In other words economics is to be conceived as a historical science the sense that the trained practitioner must be educated not only in general principles but also in the history of economic ideas and policies as they have evolved in relation to changes in the economic and political circumstances of the societies in which they arose, and to which they were applied. He must, in short, be cogniscant of modern historical experience, as well as to the changing contemporary realities of the world he lives in.
For these reasons economics is not a cumulative body of knowledge, except to a very limited extent. A student of the hard science need scarcely bother himself with the history of the discipline he is learning; with economics such knowledge is indispensable. For the competient practictioner of the art recent history may be more relevant than distant history, though not always, and no history is so remote as to be completely irrelevant at one time or another.

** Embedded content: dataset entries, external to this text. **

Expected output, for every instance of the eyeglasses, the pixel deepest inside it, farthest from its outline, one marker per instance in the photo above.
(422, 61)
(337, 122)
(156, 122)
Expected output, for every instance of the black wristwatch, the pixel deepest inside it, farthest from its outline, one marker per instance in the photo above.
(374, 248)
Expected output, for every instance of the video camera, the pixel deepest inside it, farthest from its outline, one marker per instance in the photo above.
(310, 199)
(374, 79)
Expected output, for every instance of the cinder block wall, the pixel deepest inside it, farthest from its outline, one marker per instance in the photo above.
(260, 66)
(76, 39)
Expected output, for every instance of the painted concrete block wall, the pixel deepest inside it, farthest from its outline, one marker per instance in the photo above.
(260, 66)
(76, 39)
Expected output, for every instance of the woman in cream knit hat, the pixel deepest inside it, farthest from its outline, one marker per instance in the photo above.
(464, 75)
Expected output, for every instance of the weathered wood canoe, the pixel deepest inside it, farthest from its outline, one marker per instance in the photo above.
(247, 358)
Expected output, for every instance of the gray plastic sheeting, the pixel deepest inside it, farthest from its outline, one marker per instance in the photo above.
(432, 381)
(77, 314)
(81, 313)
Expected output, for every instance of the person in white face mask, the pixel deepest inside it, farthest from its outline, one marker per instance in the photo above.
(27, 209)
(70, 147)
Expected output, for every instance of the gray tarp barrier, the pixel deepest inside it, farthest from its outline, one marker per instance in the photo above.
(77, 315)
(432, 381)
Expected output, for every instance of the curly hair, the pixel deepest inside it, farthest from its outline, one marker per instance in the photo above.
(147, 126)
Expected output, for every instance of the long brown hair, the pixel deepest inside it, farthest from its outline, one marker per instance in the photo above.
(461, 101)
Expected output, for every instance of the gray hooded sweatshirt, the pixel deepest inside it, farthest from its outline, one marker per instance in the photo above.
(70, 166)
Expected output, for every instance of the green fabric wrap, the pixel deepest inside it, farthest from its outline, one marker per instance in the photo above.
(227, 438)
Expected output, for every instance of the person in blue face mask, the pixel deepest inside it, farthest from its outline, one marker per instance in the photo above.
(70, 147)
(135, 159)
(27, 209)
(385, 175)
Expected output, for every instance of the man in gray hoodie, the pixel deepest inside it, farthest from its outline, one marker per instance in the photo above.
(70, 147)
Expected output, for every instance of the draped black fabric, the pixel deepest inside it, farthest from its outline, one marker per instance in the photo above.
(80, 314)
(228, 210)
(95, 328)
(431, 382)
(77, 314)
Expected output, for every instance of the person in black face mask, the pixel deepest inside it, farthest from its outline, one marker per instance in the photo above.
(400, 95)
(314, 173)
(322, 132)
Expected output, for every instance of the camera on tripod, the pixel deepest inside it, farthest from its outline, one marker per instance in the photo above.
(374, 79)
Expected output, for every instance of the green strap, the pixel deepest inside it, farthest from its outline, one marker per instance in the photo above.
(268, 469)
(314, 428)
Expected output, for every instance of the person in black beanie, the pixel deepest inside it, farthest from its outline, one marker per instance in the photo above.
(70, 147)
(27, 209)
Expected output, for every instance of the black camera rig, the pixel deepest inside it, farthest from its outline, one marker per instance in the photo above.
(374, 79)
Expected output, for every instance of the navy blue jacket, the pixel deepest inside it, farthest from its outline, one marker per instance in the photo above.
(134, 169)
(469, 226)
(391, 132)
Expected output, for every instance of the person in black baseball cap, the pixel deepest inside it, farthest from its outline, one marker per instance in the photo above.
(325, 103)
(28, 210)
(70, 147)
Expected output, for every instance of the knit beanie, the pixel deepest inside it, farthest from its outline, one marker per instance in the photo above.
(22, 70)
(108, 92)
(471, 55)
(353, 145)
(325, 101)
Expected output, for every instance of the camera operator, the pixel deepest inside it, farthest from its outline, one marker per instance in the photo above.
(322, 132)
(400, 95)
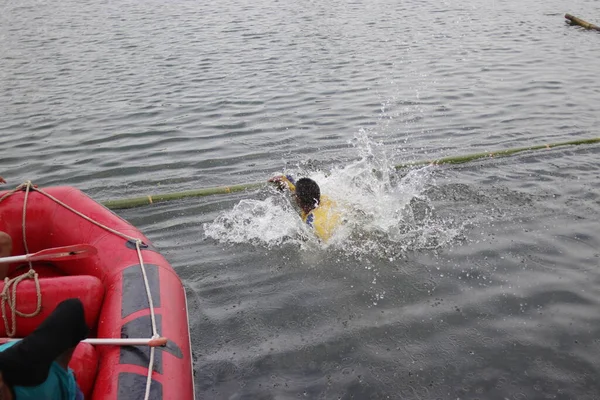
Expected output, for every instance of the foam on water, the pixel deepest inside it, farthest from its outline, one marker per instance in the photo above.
(385, 213)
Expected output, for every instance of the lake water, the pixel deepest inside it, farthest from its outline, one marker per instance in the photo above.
(473, 282)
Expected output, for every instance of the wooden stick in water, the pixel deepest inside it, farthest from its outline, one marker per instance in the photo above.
(580, 22)
(161, 341)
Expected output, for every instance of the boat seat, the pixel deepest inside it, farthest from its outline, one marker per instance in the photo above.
(86, 288)
(84, 364)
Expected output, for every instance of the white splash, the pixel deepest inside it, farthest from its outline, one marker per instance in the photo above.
(384, 214)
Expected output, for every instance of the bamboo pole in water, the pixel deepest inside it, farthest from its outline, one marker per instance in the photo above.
(145, 200)
(580, 22)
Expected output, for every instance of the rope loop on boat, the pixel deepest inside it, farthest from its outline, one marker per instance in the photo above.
(11, 298)
(31, 273)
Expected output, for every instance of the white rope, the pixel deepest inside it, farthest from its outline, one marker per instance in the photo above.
(137, 242)
(11, 299)
(6, 295)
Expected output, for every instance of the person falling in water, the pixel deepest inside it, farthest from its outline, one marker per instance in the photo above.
(317, 211)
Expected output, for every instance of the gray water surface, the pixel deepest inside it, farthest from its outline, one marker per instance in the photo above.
(131, 98)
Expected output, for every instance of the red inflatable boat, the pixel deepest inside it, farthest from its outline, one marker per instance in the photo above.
(128, 290)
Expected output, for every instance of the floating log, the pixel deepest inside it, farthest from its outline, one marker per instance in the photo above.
(158, 198)
(580, 22)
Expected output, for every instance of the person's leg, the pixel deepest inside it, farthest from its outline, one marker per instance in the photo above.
(65, 358)
(27, 363)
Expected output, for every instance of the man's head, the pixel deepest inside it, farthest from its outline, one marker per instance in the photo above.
(308, 194)
(5, 244)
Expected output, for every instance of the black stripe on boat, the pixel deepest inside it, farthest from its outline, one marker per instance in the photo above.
(133, 386)
(140, 355)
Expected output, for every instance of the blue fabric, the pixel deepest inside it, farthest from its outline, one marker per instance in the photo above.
(60, 384)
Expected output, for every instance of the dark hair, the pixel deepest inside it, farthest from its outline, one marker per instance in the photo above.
(308, 192)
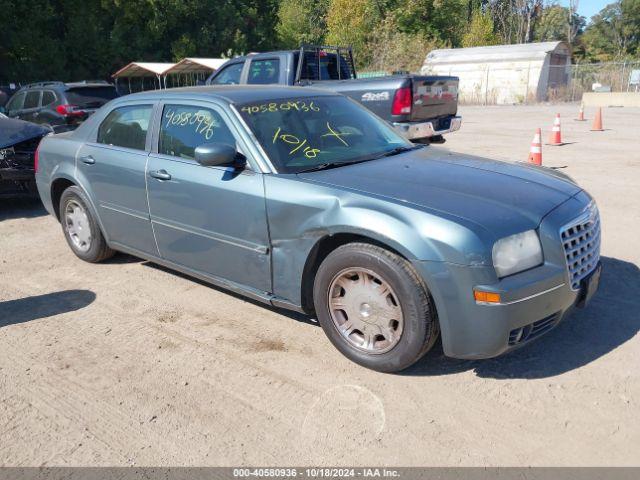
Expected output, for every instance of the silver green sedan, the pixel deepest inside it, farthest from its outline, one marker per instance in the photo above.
(305, 200)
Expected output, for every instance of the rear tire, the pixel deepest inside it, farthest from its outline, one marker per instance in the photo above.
(80, 227)
(374, 307)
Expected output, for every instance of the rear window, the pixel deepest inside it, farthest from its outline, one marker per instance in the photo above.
(90, 97)
(264, 72)
(328, 69)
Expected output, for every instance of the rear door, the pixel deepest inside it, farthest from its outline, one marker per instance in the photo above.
(47, 114)
(434, 97)
(229, 74)
(209, 219)
(113, 164)
(265, 71)
(31, 106)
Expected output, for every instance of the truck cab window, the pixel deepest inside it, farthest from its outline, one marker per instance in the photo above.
(229, 75)
(185, 127)
(126, 127)
(264, 72)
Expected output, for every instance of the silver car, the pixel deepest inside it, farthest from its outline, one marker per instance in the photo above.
(303, 199)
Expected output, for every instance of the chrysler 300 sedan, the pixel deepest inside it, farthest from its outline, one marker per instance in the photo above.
(305, 200)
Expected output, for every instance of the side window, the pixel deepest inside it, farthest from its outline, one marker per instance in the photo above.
(126, 127)
(16, 102)
(48, 97)
(32, 100)
(229, 75)
(263, 72)
(185, 127)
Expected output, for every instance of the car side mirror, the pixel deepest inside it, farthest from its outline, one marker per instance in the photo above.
(217, 154)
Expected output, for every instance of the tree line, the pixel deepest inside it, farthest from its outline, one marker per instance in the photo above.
(91, 39)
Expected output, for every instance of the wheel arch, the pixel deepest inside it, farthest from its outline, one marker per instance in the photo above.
(327, 244)
(58, 186)
(62, 183)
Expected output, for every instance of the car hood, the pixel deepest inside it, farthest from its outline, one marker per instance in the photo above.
(504, 198)
(14, 131)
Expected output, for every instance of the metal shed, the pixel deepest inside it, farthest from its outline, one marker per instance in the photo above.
(504, 73)
(190, 71)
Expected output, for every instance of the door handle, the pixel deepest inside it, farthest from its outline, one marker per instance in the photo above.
(160, 174)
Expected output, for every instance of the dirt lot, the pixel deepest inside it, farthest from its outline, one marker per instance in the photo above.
(125, 363)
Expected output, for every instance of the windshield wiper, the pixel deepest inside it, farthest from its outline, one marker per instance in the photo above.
(327, 166)
(398, 150)
(388, 153)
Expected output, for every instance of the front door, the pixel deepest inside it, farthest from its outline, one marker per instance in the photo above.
(114, 167)
(209, 219)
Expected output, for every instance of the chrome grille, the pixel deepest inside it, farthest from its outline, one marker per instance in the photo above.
(581, 242)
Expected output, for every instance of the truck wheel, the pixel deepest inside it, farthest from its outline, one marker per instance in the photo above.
(81, 228)
(374, 307)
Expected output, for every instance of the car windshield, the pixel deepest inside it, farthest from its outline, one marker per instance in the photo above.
(91, 97)
(312, 133)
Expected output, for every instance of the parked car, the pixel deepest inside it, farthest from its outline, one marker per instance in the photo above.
(62, 106)
(18, 143)
(421, 108)
(303, 199)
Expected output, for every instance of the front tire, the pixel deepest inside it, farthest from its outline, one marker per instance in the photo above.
(80, 227)
(374, 307)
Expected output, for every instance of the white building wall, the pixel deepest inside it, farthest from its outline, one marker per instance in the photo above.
(501, 74)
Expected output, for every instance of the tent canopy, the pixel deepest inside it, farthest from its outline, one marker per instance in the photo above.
(196, 65)
(143, 69)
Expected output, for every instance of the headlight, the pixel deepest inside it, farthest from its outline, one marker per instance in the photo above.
(517, 253)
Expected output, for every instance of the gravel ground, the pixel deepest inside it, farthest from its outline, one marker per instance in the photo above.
(126, 363)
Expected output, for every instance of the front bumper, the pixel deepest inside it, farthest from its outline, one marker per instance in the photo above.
(416, 130)
(532, 302)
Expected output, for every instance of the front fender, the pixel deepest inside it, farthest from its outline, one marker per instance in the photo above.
(301, 214)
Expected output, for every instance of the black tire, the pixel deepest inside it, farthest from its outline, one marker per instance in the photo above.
(420, 324)
(98, 250)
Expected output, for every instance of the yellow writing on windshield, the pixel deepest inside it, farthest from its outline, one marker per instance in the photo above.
(299, 143)
(300, 106)
(202, 124)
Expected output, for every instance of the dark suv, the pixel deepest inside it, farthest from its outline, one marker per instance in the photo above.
(63, 106)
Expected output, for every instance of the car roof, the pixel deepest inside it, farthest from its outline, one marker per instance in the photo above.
(53, 85)
(230, 93)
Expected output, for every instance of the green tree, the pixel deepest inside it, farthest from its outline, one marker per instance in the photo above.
(302, 21)
(559, 23)
(480, 31)
(442, 20)
(614, 33)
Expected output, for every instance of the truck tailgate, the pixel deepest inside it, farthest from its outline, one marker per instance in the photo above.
(434, 97)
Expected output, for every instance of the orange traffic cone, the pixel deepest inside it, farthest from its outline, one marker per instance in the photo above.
(535, 153)
(597, 122)
(556, 136)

Perhaps a look at the engineering world will shed some light. I assume many of the readers of this blog fly commercially. Many also have flown on Boeing 737s and (perhaps) have looked out the window often enough to notice that the wings seem to be sprouting ...wings. An aerospace firm in the Seattle area developed a form of blended winglet for 737s that they sold to airlines with the promise of increased fuel efficiency. Boeing engineers ran their models and decided the winglets wouldn't work. A big arguement ensued, mostly around the proposition on the part of the non-Boeing engineers that Boeing's model broke down at the margin, in this case the wingtip. In the meantime, airlines got even better fuel efficiency than advetised and retrofitted winglets as fast as as possible. The problem, in essence was that Boeing's staff had an ownership, an investment in their model, and only in the face of overwhelming evidence (loud feedback from their customers) were they willing to adjust their model. So where will the feedback come from for economists? Public opinion, public spending patterns? Models can and do behave badly at the margin. That is a continuing theme of Paul Krugman's that does not seem to get him the respect this admission deserves.